The POST OFFICE / PRINT SHOP was originally a one-room house from the Bono area. It houses the 1850's operational George Washington Press along with the original Whitehall Post Offices, complete with mail from local citizens, some of who still remember their box combination from over 30 years ago!

The small SMOKEHOUSE comes from Pocahontas and was once a one-room house. There were only enough logs to construct this size building.

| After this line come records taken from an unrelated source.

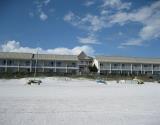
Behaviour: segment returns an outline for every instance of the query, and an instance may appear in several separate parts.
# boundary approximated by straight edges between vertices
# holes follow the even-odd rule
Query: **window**
[[[57,62],[57,66],[61,66],[61,62]]]
[[[100,66],[103,66],[103,64],[102,64],[102,63],[100,63]]]
[[[75,63],[72,63],[72,66],[73,66],[73,67],[75,67],[75,66],[76,66],[76,64],[75,64]]]

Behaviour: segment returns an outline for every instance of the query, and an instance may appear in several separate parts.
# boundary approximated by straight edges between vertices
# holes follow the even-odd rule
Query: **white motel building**
[[[85,74],[95,65],[99,74],[160,74],[160,59],[114,56],[0,52],[0,72],[54,72]]]
[[[100,74],[160,74],[160,59],[96,56],[94,64]]]

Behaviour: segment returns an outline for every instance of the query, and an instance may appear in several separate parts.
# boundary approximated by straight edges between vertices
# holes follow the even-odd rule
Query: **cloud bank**
[[[73,48],[65,48],[59,47],[54,49],[43,49],[40,47],[31,48],[31,47],[24,47],[21,46],[20,42],[15,40],[7,41],[4,44],[0,45],[1,52],[24,52],[24,53],[36,53],[38,50],[39,53],[45,54],[64,54],[64,55],[78,55],[81,51],[84,51],[88,55],[94,55],[94,49],[90,46],[83,45],[83,46],[75,46]]]

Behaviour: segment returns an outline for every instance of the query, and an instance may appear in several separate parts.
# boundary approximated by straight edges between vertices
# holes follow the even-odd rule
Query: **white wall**
[[[99,66],[98,60],[94,59],[94,60],[93,60],[93,65],[95,65],[95,66],[97,67],[98,73],[100,73],[100,66]]]

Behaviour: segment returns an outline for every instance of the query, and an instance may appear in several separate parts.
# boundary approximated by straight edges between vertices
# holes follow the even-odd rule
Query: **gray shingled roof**
[[[31,53],[0,52],[0,59],[31,59]]]
[[[37,54],[34,54],[34,59],[36,58]],[[38,54],[38,60],[78,61],[78,57],[76,55]]]
[[[96,56],[95,59],[100,62],[160,64],[160,58]]]

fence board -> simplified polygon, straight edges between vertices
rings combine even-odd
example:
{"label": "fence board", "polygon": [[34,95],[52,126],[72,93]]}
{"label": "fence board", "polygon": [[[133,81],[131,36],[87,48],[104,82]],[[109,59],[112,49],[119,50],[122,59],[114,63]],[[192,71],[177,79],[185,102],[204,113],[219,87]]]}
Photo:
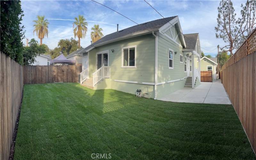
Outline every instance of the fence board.
{"label": "fence board", "polygon": [[82,66],[24,66],[24,84],[78,82],[82,70]]}
{"label": "fence board", "polygon": [[224,64],[221,76],[222,83],[254,153],[256,151],[255,31],[254,29],[236,53]]}
{"label": "fence board", "polygon": [[0,159],[8,159],[23,89],[22,67],[0,53]]}

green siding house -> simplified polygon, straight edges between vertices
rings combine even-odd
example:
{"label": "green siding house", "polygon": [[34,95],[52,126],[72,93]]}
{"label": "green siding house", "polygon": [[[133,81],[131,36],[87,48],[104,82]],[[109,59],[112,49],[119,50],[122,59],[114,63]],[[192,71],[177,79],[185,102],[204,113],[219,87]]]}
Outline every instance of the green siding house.
{"label": "green siding house", "polygon": [[217,58],[208,58],[204,56],[200,59],[201,71],[210,71],[212,72],[212,81],[216,81],[216,68],[218,65]]}
{"label": "green siding house", "polygon": [[135,94],[141,90],[155,99],[194,88],[200,83],[200,45],[198,34],[183,34],[178,16],[118,31],[80,52],[80,83]]}

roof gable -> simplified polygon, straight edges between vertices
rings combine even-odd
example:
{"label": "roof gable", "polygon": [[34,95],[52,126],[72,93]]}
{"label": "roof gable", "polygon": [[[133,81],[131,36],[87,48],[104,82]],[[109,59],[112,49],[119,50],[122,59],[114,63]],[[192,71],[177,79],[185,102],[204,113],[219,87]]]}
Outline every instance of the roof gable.
{"label": "roof gable", "polygon": [[197,33],[184,35],[184,39],[187,45],[185,48],[185,49],[195,49],[199,34]]}
{"label": "roof gable", "polygon": [[218,64],[218,63],[216,63],[216,62],[214,62],[214,61],[213,61],[212,60],[210,60],[210,59],[209,59],[209,58],[208,58],[208,57],[205,57],[205,56],[204,56],[204,57],[202,57],[202,58],[201,58],[201,59],[200,59],[200,60],[203,60],[203,59],[204,59],[204,58],[205,58],[205,59],[207,59],[207,60],[210,60],[210,61],[211,61],[211,62],[213,62],[213,63],[214,63],[215,64]]}
{"label": "roof gable", "polygon": [[152,20],[108,35],[85,48],[80,53],[88,52],[94,47],[117,40],[122,37],[129,37],[132,35],[148,33],[158,31],[159,28],[166,24],[167,21],[170,21],[176,17],[178,17],[177,16]]}
{"label": "roof gable", "polygon": [[[171,36],[168,35],[169,31],[171,32]],[[186,47],[186,43],[183,36],[183,33],[178,16],[160,27],[159,28],[159,32],[183,48]]]}

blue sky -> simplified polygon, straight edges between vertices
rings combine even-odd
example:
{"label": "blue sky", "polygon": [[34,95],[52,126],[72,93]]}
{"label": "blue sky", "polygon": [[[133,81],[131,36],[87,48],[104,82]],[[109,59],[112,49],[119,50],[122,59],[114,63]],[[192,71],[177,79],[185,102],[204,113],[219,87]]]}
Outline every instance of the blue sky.
{"label": "blue sky", "polygon": [[[199,33],[201,46],[205,49],[202,49],[205,54],[215,56],[217,45],[225,45],[222,39],[216,38],[214,29],[217,25],[219,1],[147,1],[165,17],[178,16],[183,34]],[[98,2],[139,24],[162,18],[143,1]],[[233,1],[237,16],[240,15],[242,3],[245,1]],[[21,8],[25,15],[22,23],[26,30],[25,36],[29,39],[34,38],[40,41],[33,34],[33,20],[36,20],[37,15],[44,15],[48,20],[48,38],[45,38],[43,42],[51,49],[57,46],[60,39],[74,37],[73,21],[70,20],[79,15],[83,15],[88,22],[86,37],[81,41],[83,47],[91,43],[91,28],[94,24],[100,25],[104,35],[116,31],[117,23],[120,29],[136,25],[109,9],[90,1],[22,1]],[[23,43],[25,43],[25,39]]]}

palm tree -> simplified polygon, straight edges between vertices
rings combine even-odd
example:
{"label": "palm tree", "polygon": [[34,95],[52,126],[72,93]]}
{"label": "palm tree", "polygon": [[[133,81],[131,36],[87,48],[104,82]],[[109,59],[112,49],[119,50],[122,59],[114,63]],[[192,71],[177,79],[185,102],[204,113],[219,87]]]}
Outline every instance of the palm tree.
{"label": "palm tree", "polygon": [[100,28],[98,24],[95,24],[93,27],[92,28],[92,31],[91,32],[91,38],[92,43],[94,43],[100,39],[104,36],[101,31],[103,29],[101,28]]}
{"label": "palm tree", "polygon": [[86,20],[84,16],[79,15],[78,18],[75,18],[76,21],[73,23],[74,36],[76,38],[76,36],[78,38],[78,46],[80,48],[80,38],[84,38],[86,36],[87,32],[87,26],[88,24],[85,21]]}
{"label": "palm tree", "polygon": [[44,16],[37,16],[37,20],[33,20],[35,24],[34,26],[35,28],[33,33],[35,32],[36,34],[36,36],[40,39],[40,45],[42,45],[43,43],[43,39],[46,36],[48,38],[48,25],[49,22],[48,20],[44,19]]}

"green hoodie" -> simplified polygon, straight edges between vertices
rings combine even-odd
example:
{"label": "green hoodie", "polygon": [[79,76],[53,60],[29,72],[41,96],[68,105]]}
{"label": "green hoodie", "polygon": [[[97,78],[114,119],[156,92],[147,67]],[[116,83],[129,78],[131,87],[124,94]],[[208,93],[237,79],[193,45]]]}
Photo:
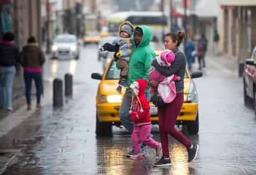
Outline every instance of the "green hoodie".
{"label": "green hoodie", "polygon": [[[152,38],[152,32],[146,25],[139,26],[143,31],[143,36],[140,44],[134,49],[130,56],[129,69],[127,79],[128,85],[138,79],[145,79],[149,83],[149,73],[151,62],[155,57],[155,50],[149,43]],[[135,40],[134,39],[135,43]],[[146,92],[149,92],[149,86]]]}

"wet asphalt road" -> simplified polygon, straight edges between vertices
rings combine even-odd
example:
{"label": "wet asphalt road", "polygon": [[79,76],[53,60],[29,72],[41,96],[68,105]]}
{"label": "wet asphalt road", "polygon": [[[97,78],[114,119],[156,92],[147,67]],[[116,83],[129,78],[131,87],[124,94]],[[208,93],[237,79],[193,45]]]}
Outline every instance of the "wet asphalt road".
{"label": "wet asphalt road", "polygon": [[[198,143],[198,158],[187,163],[185,148],[170,139],[173,166],[153,168],[155,150],[144,160],[131,160],[132,147],[125,130],[114,127],[112,138],[96,138],[95,96],[98,82],[92,72],[102,72],[97,47],[82,48],[76,61],[47,61],[49,82],[70,72],[74,98],[62,109],[51,104],[26,119],[1,139],[11,148],[24,148],[3,174],[256,174],[256,118],[244,106],[242,81],[220,62],[208,62],[204,77],[195,79],[199,100],[199,133],[190,135]],[[158,126],[153,134],[160,140]],[[19,140],[17,142],[17,140]]]}

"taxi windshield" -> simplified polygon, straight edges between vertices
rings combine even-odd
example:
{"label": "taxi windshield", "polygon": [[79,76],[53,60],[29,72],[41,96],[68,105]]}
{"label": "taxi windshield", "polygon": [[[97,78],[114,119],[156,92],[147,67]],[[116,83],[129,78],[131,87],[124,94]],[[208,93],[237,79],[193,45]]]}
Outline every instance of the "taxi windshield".
{"label": "taxi windshield", "polygon": [[[107,74],[105,77],[105,80],[117,80],[119,79],[120,76],[120,69],[118,69],[116,67],[116,62],[114,61],[113,60],[111,61],[110,63],[111,65],[109,66],[109,68],[107,70]],[[188,79],[188,75],[185,71],[185,74],[184,79]]]}

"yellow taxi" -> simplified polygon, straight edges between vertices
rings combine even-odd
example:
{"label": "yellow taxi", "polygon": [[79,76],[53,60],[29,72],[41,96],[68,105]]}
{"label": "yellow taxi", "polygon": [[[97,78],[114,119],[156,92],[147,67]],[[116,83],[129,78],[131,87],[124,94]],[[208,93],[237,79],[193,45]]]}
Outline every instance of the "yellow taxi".
{"label": "yellow taxi", "polygon": [[[157,54],[157,53],[156,52]],[[118,86],[120,70],[112,59],[103,75],[91,74],[93,79],[100,80],[96,95],[96,134],[98,136],[111,135],[112,126],[120,126],[119,109],[125,90],[120,95],[116,88]],[[184,103],[176,122],[185,125],[189,134],[197,134],[199,131],[198,98],[194,78],[200,77],[200,72],[190,74],[186,69],[184,83]],[[150,102],[150,114],[152,124],[158,124],[157,108]]]}
{"label": "yellow taxi", "polygon": [[84,45],[91,43],[99,43],[101,36],[98,32],[88,32],[83,37]]}

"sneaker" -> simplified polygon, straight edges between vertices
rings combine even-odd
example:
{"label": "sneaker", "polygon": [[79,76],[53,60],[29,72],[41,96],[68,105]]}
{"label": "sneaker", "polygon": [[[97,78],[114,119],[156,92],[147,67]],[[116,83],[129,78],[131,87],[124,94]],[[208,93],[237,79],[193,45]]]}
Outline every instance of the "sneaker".
{"label": "sneaker", "polygon": [[8,111],[12,111],[13,110],[12,108],[7,108],[6,109],[6,110],[7,110]]}
{"label": "sneaker", "polygon": [[188,149],[188,161],[191,162],[194,160],[198,155],[199,146],[197,144],[193,144],[193,148]]}
{"label": "sneaker", "polygon": [[142,153],[139,153],[139,154],[135,154],[135,155],[131,155],[130,156],[130,158],[134,159],[134,160],[135,160],[135,159],[142,159],[142,158],[144,158],[144,156],[143,156]]}
{"label": "sneaker", "polygon": [[[145,155],[145,148],[142,148],[141,152],[142,152],[142,153],[140,154],[142,156],[144,156],[144,155]],[[129,152],[128,153],[126,154],[126,157],[130,157],[130,156],[131,156],[134,155],[134,150],[132,149],[132,150],[130,150],[130,152]]]}
{"label": "sneaker", "polygon": [[31,109],[32,109],[31,105],[27,105],[27,110],[31,110]]}
{"label": "sneaker", "polygon": [[121,94],[121,92],[122,92],[122,87],[121,86],[118,86],[118,87],[116,89],[117,92],[118,92],[118,93],[119,94]]}
{"label": "sneaker", "polygon": [[127,157],[130,157],[131,156],[132,156],[133,155],[134,155],[134,150],[132,149],[132,150],[130,150],[130,152],[129,152],[128,153],[126,154],[126,156]]}
{"label": "sneaker", "polygon": [[171,160],[170,158],[160,158],[157,162],[153,164],[154,166],[171,166]]}
{"label": "sneaker", "polygon": [[155,149],[155,156],[157,159],[160,158],[160,157],[162,157],[162,144],[159,143],[159,146],[158,147]]}

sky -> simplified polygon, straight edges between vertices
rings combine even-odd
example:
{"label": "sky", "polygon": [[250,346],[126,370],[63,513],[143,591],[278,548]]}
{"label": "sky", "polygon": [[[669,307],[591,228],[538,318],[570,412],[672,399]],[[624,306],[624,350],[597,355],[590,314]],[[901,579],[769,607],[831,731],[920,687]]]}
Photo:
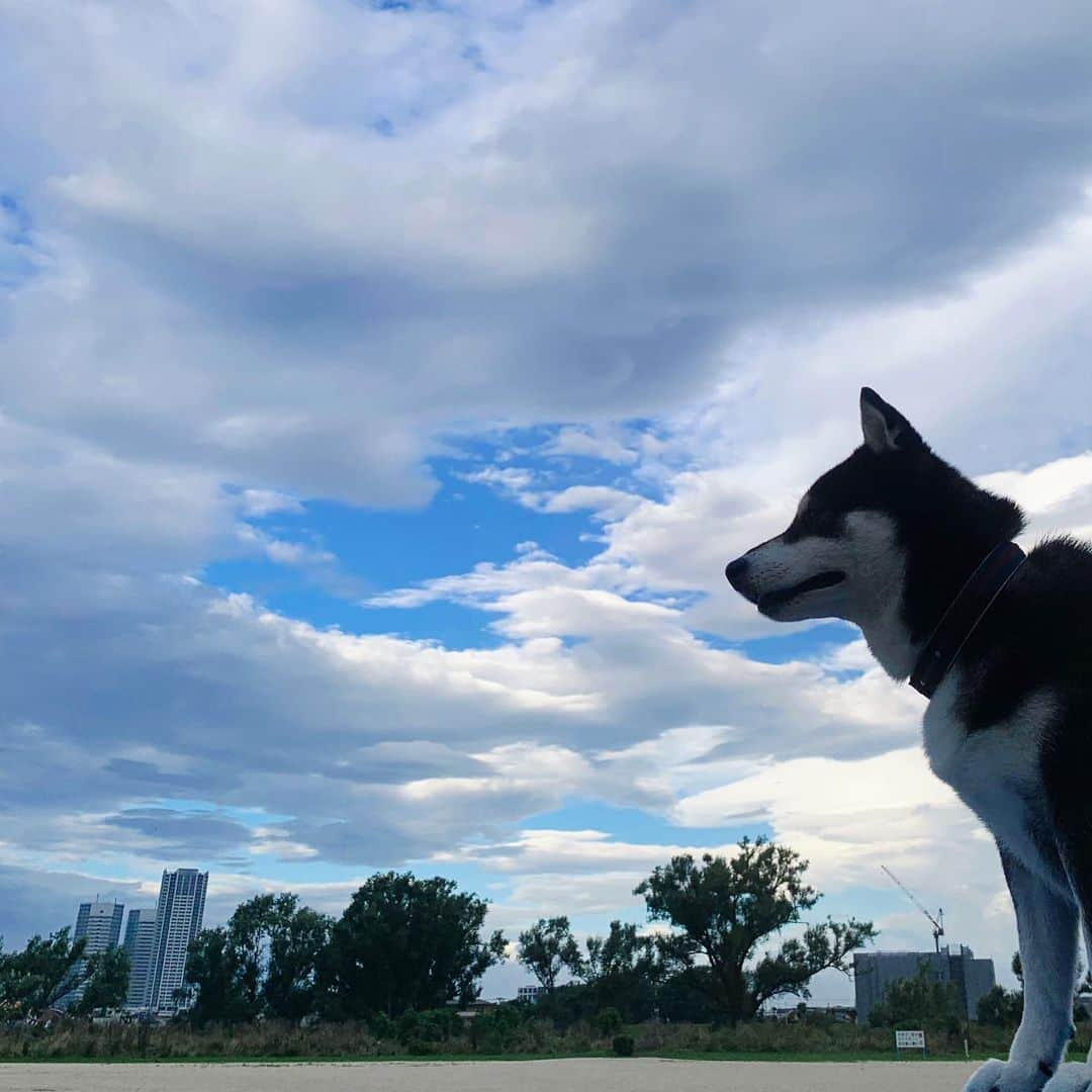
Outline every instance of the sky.
{"label": "sky", "polygon": [[[210,871],[514,938],[764,834],[1016,948],[923,700],[724,565],[876,388],[1092,533],[1092,9],[0,0],[0,934]],[[513,993],[514,965],[485,993]],[[840,976],[817,998],[842,1000]]]}

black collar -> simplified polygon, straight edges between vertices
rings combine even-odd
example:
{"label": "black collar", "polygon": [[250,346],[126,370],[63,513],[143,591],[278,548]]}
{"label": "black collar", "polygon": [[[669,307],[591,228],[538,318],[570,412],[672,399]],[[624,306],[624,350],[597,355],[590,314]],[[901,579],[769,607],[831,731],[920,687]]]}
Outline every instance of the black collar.
{"label": "black collar", "polygon": [[1016,543],[1001,543],[983,558],[917,657],[910,685],[918,693],[933,697],[968,638],[1025,560],[1024,551]]}

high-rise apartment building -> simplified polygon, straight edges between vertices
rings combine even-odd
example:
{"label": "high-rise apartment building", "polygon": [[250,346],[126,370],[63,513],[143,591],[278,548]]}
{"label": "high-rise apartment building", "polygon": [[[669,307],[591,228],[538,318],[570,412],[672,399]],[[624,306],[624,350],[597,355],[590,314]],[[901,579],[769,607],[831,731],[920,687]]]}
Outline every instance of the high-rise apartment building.
{"label": "high-rise apartment building", "polygon": [[175,996],[186,975],[186,954],[190,941],[204,919],[209,874],[195,868],[164,869],[159,901],[155,907],[155,940],[147,990],[147,1007],[153,1012],[174,1012]]}
{"label": "high-rise apartment building", "polygon": [[[126,907],[120,902],[112,899],[98,900],[94,902],[80,903],[80,911],[75,917],[75,931],[72,940],[85,941],[83,959],[73,969],[74,976],[80,977],[87,960],[97,952],[109,951],[118,947],[118,939],[121,936],[121,918]],[[83,997],[83,985],[66,994],[62,1004],[66,1008],[76,1005]]]}
{"label": "high-rise apartment building", "polygon": [[126,1008],[146,1009],[155,951],[155,909],[130,910],[122,948],[129,953],[129,994]]}

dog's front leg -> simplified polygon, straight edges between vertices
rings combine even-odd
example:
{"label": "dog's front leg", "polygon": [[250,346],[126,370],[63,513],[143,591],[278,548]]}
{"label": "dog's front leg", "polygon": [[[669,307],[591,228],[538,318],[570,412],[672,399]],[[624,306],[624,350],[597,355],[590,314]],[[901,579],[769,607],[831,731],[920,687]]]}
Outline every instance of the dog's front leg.
{"label": "dog's front leg", "polygon": [[963,1092],[1040,1092],[1057,1070],[1069,1042],[1077,977],[1077,906],[1004,848],[1001,866],[1017,912],[1023,1019],[1009,1060],[987,1061]]}

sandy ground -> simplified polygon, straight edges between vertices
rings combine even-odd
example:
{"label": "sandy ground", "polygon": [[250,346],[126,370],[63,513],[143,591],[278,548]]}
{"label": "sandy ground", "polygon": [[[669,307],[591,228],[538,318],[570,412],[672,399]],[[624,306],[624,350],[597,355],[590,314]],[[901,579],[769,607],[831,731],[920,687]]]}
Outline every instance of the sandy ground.
{"label": "sandy ground", "polygon": [[0,1064],[2,1092],[959,1092],[974,1064],[553,1061],[357,1065]]}

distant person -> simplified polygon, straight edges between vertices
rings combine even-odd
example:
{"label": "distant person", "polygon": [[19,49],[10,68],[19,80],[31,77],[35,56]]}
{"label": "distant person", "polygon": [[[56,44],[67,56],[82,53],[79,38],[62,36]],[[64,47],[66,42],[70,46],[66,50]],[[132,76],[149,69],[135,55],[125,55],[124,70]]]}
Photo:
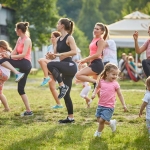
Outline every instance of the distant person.
{"label": "distant person", "polygon": [[59,57],[56,57],[53,60],[48,58],[49,53],[54,53],[54,47],[56,45],[56,39],[60,35],[61,34],[58,31],[54,31],[54,32],[51,33],[50,41],[52,42],[52,44],[48,46],[47,54],[45,55],[45,58],[40,58],[38,60],[40,66],[43,70],[43,73],[44,73],[44,79],[43,79],[43,82],[41,83],[41,86],[44,86],[45,84],[47,84],[50,81],[49,82],[49,88],[50,88],[50,91],[51,91],[55,101],[56,101],[56,105],[52,106],[52,109],[63,108],[63,106],[61,105],[60,100],[58,99],[58,92],[56,90],[56,81],[54,80],[53,76],[49,73],[49,71],[47,69],[47,64],[49,62],[51,62],[51,61],[60,61]]}
{"label": "distant person", "polygon": [[95,98],[97,91],[100,89],[100,98],[96,110],[96,117],[99,123],[98,129],[94,133],[95,137],[100,137],[105,124],[109,125],[112,132],[116,130],[116,120],[111,120],[114,113],[116,103],[116,93],[121,101],[124,111],[127,107],[120,91],[119,83],[116,81],[119,74],[119,69],[112,63],[107,63],[100,78],[97,80],[96,88],[92,94],[92,99]]}
{"label": "distant person", "polygon": [[[150,36],[150,26],[148,28],[148,34]],[[137,54],[141,54],[146,51],[146,58],[142,60],[142,67],[147,77],[150,76],[150,39],[148,39],[141,47],[138,45],[138,31],[135,31],[133,34],[135,51]]]}
{"label": "distant person", "polygon": [[[18,93],[23,100],[26,107],[26,111],[21,113],[21,116],[32,116],[28,97],[25,93],[25,85],[28,74],[32,68],[31,65],[31,50],[32,41],[28,31],[29,22],[18,22],[16,24],[16,34],[19,36],[14,50],[9,55],[5,53],[2,55],[3,59],[0,60],[0,64],[16,74],[16,82],[18,82]],[[17,71],[15,68],[18,68]]]}
{"label": "distant person", "polygon": [[103,50],[103,63],[106,65],[108,62],[114,63],[116,66],[118,66],[117,61],[117,47],[116,43],[112,39],[106,40],[106,45]]}
{"label": "distant person", "polygon": [[[47,53],[54,53],[54,46],[56,45],[56,38],[60,36],[60,33],[58,31],[54,31],[51,33],[51,37],[50,37],[50,41],[52,42],[51,45],[48,46],[47,48]],[[47,56],[47,54],[46,54]],[[38,60],[38,63],[41,66],[41,69],[43,70],[44,73],[44,79],[43,82],[41,83],[41,86],[45,85],[46,83],[48,83],[48,81],[50,80],[49,74],[48,74],[48,69],[47,69],[47,64],[50,61],[60,61],[58,57],[56,57],[55,59],[51,60],[48,58],[40,58]]]}
{"label": "distant person", "polygon": [[146,108],[146,126],[150,139],[150,76],[146,79],[146,93],[140,108],[139,117],[142,116],[143,110]]}
{"label": "distant person", "polygon": [[[83,82],[93,83],[96,85],[98,75],[103,71],[102,52],[105,47],[105,40],[108,36],[108,29],[103,23],[96,23],[93,29],[93,40],[89,45],[90,54],[79,61],[80,64],[89,62],[89,66],[80,70],[76,78]],[[92,78],[91,78],[92,77]]]}
{"label": "distant person", "polygon": [[[11,51],[12,49],[9,46],[8,42],[4,40],[0,40],[0,54],[6,52],[6,53],[9,53],[10,55]],[[9,77],[10,77],[10,70],[0,65],[0,101],[2,102],[4,106],[4,110],[3,110],[4,112],[10,111],[7,98],[3,94],[4,83],[5,81],[9,79]]]}

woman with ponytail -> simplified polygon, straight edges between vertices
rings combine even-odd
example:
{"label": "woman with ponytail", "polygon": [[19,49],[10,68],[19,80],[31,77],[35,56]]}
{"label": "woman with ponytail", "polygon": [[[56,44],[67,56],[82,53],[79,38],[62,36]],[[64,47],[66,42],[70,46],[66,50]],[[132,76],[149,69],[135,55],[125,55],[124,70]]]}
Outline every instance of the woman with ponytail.
{"label": "woman with ponytail", "polygon": [[77,66],[72,61],[72,56],[76,55],[76,43],[72,36],[73,21],[68,18],[61,18],[57,23],[57,30],[61,32],[61,36],[57,38],[54,47],[54,53],[47,54],[47,57],[54,59],[59,57],[60,62],[51,61],[47,64],[48,70],[51,72],[54,80],[59,84],[60,94],[58,99],[64,97],[68,111],[68,116],[64,120],[59,120],[59,123],[72,123],[73,104],[70,97],[72,87],[72,79],[77,72]]}
{"label": "woman with ponytail", "polygon": [[[16,34],[19,36],[16,46],[11,54],[3,53],[0,64],[16,74],[16,82],[18,82],[18,93],[23,100],[26,111],[21,116],[32,116],[33,112],[30,109],[28,97],[24,91],[27,76],[32,68],[31,66],[31,49],[32,42],[28,31],[28,22],[18,22],[16,24]],[[19,72],[15,69],[18,68]]]}
{"label": "woman with ponytail", "polygon": [[[104,36],[102,37],[102,35]],[[108,35],[107,27],[102,23],[96,23],[93,30],[93,40],[89,45],[90,55],[81,59],[79,64],[90,63],[76,74],[76,78],[83,82],[91,82],[96,86],[97,76],[103,71],[104,66],[102,63],[102,52],[105,47],[105,40]],[[92,76],[93,78],[90,78]]]}

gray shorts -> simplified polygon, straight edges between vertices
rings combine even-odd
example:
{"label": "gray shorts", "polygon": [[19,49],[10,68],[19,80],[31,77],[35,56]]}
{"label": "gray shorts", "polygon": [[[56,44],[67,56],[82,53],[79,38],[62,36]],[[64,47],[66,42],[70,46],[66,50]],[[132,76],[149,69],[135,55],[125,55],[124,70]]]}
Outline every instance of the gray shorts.
{"label": "gray shorts", "polygon": [[103,118],[106,121],[110,121],[113,113],[114,113],[114,108],[98,106],[96,109],[95,116],[97,118]]}

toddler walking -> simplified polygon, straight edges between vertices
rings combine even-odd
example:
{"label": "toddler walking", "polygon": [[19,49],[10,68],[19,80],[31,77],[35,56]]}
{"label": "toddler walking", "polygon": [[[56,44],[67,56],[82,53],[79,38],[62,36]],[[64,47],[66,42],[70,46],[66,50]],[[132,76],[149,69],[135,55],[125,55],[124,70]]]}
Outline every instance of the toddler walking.
{"label": "toddler walking", "polygon": [[111,120],[115,107],[116,93],[123,105],[124,111],[127,111],[124,98],[120,91],[120,86],[116,81],[118,74],[118,67],[115,64],[108,63],[105,65],[104,70],[100,74],[100,78],[97,80],[96,87],[92,94],[93,99],[95,98],[97,91],[100,89],[100,98],[95,114],[99,126],[94,134],[95,137],[101,136],[105,124],[110,126],[112,132],[116,130],[117,121],[115,119]]}
{"label": "toddler walking", "polygon": [[146,79],[146,93],[143,98],[143,103],[140,108],[139,117],[141,117],[143,110],[146,107],[146,126],[150,139],[150,76]]}

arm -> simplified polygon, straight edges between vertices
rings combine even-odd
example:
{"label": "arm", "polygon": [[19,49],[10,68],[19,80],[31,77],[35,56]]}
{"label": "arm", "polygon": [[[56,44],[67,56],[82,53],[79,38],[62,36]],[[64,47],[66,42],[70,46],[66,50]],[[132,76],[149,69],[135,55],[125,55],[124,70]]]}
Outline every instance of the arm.
{"label": "arm", "polygon": [[146,50],[146,45],[139,47],[139,45],[138,45],[138,32],[137,31],[134,32],[133,38],[134,38],[134,44],[135,44],[135,51],[137,54],[141,54],[142,52],[144,52]]}
{"label": "arm", "polygon": [[120,88],[117,89],[117,95],[118,95],[119,100],[120,100],[120,102],[121,102],[121,104],[123,106],[124,111],[126,112],[127,111],[127,106],[125,104],[125,101],[124,101],[124,98],[123,98],[122,93],[120,91]]}
{"label": "arm", "polygon": [[143,110],[145,109],[147,104],[148,104],[147,102],[143,102],[143,104],[141,105],[140,112],[139,112],[139,117],[141,117],[141,115],[143,113]]}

The E. SLOAN HERITAGE SCHOOL, now a one-room schoolhouse, was also a two-room house. The logs for the building were donated by Betty Sloan. Notice the log benches on the front porch. They are made out of the only logs salvaged from a large structure atop Crowley's Ridge. The school is full of old school artifacts - enough in fact to have lessons for a day!

E. Sloan Heritage School

Broom Shop

Parker’s Barn

Parker’s Bridge

PARKER'S BRIDGE leads to the dirt road that was once the major route into Whitehall. The road meanders along the creek and is a branch off Old Military Road, which runs along Crowley's Ridge.

The Grist Mill

The Grist Mill has been relocated and rebuilt next to the parking area, in the barnyard, as it’s old location was prone to flooding. The GRISTMILL, originally from Whitehall, came from the old Foust Store. Again, farmers would bring their corn into "town" to be ground into meal, paying the mill owner a toll, or percentage, of their meal. Homestead regularly fires it up and still uses it to grind stone ground cornmeal today.

Bee Branch House

Recently completed, the Bee Branch House is known for its magnificent 2 story floor to ceiling fireplace. It has a nice little loft and downstairs seating and dining areas– come and check it out!

The Johnson House

The Johnson House is located across from the Way Station, on the way to the bridge.  It is a pleasant little cabin which was donated by a local teacher who came to Homestead on field trips.

The Foust House

The Foust house has been called many different things over the years- “The Two Story”, “The Mayor’s Cabin”, and “The Bed and Breakfast”.  It is all these things and more.  The Foust House was relocated from right across the Cross County line, and we sure are proud to have it! For inquiries about staying in the Foust House, click here.

Sarsaparilla Shed

Situated conveniently between the General Store and the Blacksmith shop, the Sarsaparilla Shed is a watering hole right out of the olden days.  Serving Sarsaparilla, Cream Soda, and as assortment of vintage candy, “the Shed” is a popular destination on a warm fall day.

The Bacon Hotel

On your way into the Homestead, be sure to notice the BACON HOTEL, the two story building next to the tracks on Homestead Rd. Built in 1912, this building is listed on the National Historic Register. It is an old railroad hotel located in the heart of Whitehall, next to where the old Railroad Depot once stood. Rooms went for the rate of $1.00 a day when it was operational.